Evelyn Coates was dressed in dark blue slacks, not too close-fitting, and a loose beige sweater. Working clothes. I thought. Dyke? I dismissed the idea. Probably when she was younger she was one of those girls who played touch football with the boys on the block. I wondered if her room-mate had told her about me.
She was the only one in the room who had a drink in her hand as we sat down at the table and started counting our chips. She piled her chips expertly, her long hands deft, pale fingers, pale polished nails.
'Evelyn,' Benson said as the congressman began to throw cards for the first ace to deal, 'tonight you must be merciful.' 'Without fear or favor,' she said.
The lawyer, I noticed, seemed to have a special, teasing relationship with her. I put it out of my mind. I didn't like his voice either, round and self-satisfied. I put that out of my mind, too. I was there to play cards.
Everybody took the game very seriously, and there wag almost no conversation except for the usual postmortems between hands. Hale had told me the game was a moderate one. Nobody had ever lost more than a thousand dollars on any one night, he said. If he hadn't been married to a rich wife, I doubt that he would have called it moderate.
Evelyn Coates was a tricky player, unpredictable and hard-nosed. She won the second biggest pot of the night on a pair of eights. In other days you would have said she played like a man. Her expression was the same whether she won or lost, cool and businesslike. It was hard for me to remember, as I faced her across the table, that I had ever been in her bed.
I won the biggest pot of the night on a low straight. I had never had as much money to back me up in any of the games I had been in before, but, as far as I could tell, I played as I always did. My new-found fortune wasn't reflected in my betting. I folded early a good deal of the time.
The newspaper columnist and the congressman were the eternal pigeons Hale had promised me. They played out of hope and optimism, and were around at the end of almost every pot. Inevitably, it made me doubt their wisdom in other fields. I knew I would read the columnist from then on with great reservations, and I trusted the congressman wasn't in on any important legislative decisions.

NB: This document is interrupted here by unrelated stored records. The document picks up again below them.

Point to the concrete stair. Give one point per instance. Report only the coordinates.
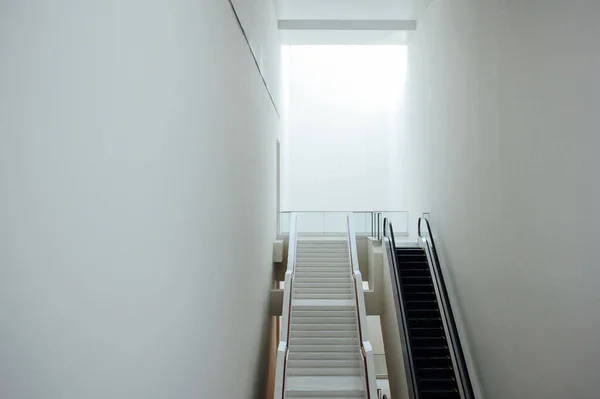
(324, 359)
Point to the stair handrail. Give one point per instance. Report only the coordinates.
(461, 364)
(409, 364)
(284, 337)
(365, 344)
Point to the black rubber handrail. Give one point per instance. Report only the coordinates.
(447, 309)
(409, 364)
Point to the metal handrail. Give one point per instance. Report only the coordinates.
(359, 302)
(409, 364)
(292, 244)
(447, 310)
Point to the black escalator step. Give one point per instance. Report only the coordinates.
(425, 322)
(415, 273)
(426, 342)
(441, 351)
(432, 362)
(420, 296)
(421, 305)
(418, 265)
(437, 384)
(439, 394)
(426, 332)
(436, 372)
(423, 314)
(417, 288)
(415, 279)
(410, 251)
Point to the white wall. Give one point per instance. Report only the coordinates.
(342, 118)
(503, 144)
(137, 151)
(259, 21)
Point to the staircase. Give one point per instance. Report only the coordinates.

It was a friendly game and even the losers were good-natured about their bad luck. I enjoyed playing poker again after the three-year hiatus. I would have enjoyed it more if Evelyn Coates hadn't been there. I kept looking for a wink, a secret, conspiratorial smile, but it never came. I couldn't help beginning to feel resentful. I didn't let it affect my game, but I felt a little extra satisfaction when I took a pot away from her.
She and I were the only winners at two o'clock, when we finished. While the congressman, as banker, bent over the accounts, I fingered the silver dollar in my pocket. The go-ahead sign from Central Park West.